L'intercommunalité, en s’ajoutant au "mille-feuille territorial", peut générer des doublons et des hausses du personnel. Dans un contexte de restriction budgétaire et depuis la suppression de la taxe d’habitation, certains estiment que seule une forte réduction du nombre des communes et intercommunalités permettrait de réaliser de substantielles économies en masse salariale et en frais de gestion.
La politique en faveur des métropoles inquiète les territoires qui n’appartiennent pas à l'une d'entre elles. Selon une étude de France Stratégie de février 2017, "les territoires dans la périphérie des métropoles apparaissent nettement moins dynamiques, en matière d’emplois, que les couronnes périurbaines".

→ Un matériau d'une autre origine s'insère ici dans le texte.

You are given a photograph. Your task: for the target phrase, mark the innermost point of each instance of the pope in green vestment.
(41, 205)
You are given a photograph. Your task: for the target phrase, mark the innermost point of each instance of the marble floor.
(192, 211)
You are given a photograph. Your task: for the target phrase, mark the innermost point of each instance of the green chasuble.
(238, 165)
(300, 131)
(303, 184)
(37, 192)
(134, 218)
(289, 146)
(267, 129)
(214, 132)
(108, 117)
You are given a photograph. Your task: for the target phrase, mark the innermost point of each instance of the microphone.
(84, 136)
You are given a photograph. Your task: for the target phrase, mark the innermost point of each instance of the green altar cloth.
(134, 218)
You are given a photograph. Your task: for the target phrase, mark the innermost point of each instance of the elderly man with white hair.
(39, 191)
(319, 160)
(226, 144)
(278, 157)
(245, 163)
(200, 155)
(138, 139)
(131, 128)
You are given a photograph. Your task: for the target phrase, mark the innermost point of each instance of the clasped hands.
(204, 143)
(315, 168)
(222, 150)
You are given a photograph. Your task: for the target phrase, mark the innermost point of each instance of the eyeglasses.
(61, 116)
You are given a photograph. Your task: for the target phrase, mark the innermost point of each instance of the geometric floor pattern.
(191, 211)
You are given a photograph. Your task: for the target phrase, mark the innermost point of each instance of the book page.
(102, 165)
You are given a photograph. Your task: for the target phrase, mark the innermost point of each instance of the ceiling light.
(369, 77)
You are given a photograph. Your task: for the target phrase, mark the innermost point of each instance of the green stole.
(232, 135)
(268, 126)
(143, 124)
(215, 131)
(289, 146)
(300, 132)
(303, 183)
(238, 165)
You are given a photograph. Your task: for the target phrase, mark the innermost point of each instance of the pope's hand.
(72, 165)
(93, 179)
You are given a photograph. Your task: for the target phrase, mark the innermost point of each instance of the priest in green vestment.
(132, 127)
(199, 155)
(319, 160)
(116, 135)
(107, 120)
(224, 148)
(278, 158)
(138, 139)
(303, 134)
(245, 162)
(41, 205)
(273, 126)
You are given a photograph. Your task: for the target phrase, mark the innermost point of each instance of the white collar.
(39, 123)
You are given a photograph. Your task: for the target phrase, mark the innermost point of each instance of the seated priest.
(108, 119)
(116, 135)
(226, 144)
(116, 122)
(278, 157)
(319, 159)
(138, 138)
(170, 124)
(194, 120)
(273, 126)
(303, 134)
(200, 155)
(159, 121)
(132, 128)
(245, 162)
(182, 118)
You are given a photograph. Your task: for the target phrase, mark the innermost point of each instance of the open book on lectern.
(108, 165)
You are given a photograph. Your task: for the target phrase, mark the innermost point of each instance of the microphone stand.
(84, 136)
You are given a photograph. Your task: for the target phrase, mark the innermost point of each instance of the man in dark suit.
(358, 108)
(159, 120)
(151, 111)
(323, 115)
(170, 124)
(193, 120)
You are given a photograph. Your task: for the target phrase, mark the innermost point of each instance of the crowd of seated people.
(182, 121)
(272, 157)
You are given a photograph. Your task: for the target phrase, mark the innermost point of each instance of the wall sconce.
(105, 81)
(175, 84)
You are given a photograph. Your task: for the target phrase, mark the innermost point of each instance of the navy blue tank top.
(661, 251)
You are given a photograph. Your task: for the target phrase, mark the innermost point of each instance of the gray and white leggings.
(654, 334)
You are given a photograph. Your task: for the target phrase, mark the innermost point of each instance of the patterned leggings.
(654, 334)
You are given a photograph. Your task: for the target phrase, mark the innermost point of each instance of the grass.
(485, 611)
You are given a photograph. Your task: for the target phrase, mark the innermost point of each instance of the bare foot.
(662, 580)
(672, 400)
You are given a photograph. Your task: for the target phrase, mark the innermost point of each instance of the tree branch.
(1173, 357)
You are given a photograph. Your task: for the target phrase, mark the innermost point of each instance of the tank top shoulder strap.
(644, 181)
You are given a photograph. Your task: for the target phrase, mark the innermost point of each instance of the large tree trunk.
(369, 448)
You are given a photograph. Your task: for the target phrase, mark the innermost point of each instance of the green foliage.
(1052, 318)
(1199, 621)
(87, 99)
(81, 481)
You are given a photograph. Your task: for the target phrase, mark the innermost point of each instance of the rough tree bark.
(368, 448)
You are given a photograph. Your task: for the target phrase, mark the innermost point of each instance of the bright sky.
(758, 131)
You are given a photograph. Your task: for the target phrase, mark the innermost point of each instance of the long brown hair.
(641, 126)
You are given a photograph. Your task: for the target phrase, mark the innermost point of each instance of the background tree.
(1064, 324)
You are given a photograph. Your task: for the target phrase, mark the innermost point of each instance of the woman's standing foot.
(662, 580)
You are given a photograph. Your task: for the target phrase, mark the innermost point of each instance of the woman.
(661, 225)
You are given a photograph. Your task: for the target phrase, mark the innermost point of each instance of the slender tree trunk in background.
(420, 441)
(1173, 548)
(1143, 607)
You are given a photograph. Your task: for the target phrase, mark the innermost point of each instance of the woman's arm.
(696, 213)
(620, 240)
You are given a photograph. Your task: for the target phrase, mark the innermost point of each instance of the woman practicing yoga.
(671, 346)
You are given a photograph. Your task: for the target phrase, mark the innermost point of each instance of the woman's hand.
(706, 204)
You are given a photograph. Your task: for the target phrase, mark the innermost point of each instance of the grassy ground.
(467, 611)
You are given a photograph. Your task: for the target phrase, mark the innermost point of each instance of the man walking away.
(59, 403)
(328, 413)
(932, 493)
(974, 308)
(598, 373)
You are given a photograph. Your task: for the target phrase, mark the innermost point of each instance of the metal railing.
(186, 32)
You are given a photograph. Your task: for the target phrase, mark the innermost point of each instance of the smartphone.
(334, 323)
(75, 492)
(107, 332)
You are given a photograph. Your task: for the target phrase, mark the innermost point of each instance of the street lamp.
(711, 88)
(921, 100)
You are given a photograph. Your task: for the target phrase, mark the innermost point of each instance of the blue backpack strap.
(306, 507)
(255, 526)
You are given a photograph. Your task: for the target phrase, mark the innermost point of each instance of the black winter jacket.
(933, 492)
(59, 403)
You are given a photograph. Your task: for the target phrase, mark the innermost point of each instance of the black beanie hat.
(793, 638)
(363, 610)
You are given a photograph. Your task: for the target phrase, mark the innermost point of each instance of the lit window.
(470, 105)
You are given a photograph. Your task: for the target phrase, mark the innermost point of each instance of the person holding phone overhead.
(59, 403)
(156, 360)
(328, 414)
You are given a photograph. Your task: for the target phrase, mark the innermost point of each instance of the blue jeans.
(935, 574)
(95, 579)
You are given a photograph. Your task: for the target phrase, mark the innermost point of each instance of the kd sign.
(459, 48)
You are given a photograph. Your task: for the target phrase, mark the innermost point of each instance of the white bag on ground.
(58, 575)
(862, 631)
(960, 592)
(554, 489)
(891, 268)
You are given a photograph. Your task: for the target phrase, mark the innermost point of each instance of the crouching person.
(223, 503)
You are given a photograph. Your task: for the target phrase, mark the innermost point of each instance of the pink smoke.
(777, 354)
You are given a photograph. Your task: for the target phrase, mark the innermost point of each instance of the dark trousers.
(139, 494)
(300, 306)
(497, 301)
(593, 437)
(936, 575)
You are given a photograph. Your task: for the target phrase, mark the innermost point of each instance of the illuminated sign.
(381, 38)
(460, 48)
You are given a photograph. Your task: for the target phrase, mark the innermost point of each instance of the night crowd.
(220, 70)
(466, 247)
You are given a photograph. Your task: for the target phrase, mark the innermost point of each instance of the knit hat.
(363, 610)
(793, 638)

Les intercommunalités couvrent des territoires de plus en plus vastes, ce qui peut créer des obstacles à une gestion au plus près du terrain. Un rapport du Sénat intitulé "Laisser respirer les territoires" note que "les élus communaux regrettent que le renforcement de l’intercommunalité s’accompagne du transfert de compétences communales, transformant les communes en coquilles vides. Ce constat renforce chez certains élus municipaux le sentiment d’une subordination des communes envers l’intercommunalité mais également, notamment en milieu rural, d’une perte d’identité des communes et de leurs habitants, la peur d’un déclassement, en raison de leur éloignement aux services publics. Cette perte de proximité est d’autant plus mal vécue dans un contexte d’agrandissement des régions et des intercommunalités".
Un autre rapport du Sénat, rendu public en septembre 2025, rédigé par une mission d'information "Bilan de l'intercommunalité", met en évidence un "sentiment de dépossession très présent chez les maires et les élus municipaux". Pour la mission, ce ressenti est provoqué par un "réel dysfonctionnement dans le couple intercommunalité - communes". Pour y remédier, la mission recommande une gouvernance intercommunale qui implique davantage les maires et les élus municipaux. La mission considère également que le rétablissement de la confiance entre les communes et les intercommunalités passe par un assouplissement de la répartition des compétences (éviter tout nouveau transfert) et par son adaptation à la diversité des territoires.
Les sondages montrent par ailleurs que les Français restent très attachés à leur commune, considérée comme un pilier de la démocratie et du vivre-ensemble. La figure du maire, qui demeure très populaire auprès des citoyens, reste ancrée dans la culture nationale. Le tissu communal très dense, avec plus de 500 000 élus municipaux présente des avantages tant sur le plan de la démocratie locale que pour le maintien de services publics de proximité.
Les communes nouvelles : quel bilan ?
La loi du 16 décembre 2010, complétée par la loi du 16 mars 2015 relative à l’amélioration du régime de la commune nouvelle, crée les communes nouvelles par fusion de communes. Objectif : réduire le nombre de communes.
Entre 2010 et 2022, 2 536 communes se sont regroupées pour créer 787 communes nouvelles (soit 2,25% des communes françaises). Le nombre total des communes en France est passé en dessous du seuil symbolique des 35 000 : au 1er janvier 2025, la direction générale des collectivités locales du ministère de l'intérieur recense 34 875 communes.
Toutefois, les communes nouvelles sont pour la plupart de trop petite taille et leur constitution n'est pas homogène sur le territoire (36% des communes fusionnantes sont concentrées sur cinq départements du nord-ouest de la France), souligne un bilan de l'Inspection générale de l'administration (IGA) en 2022.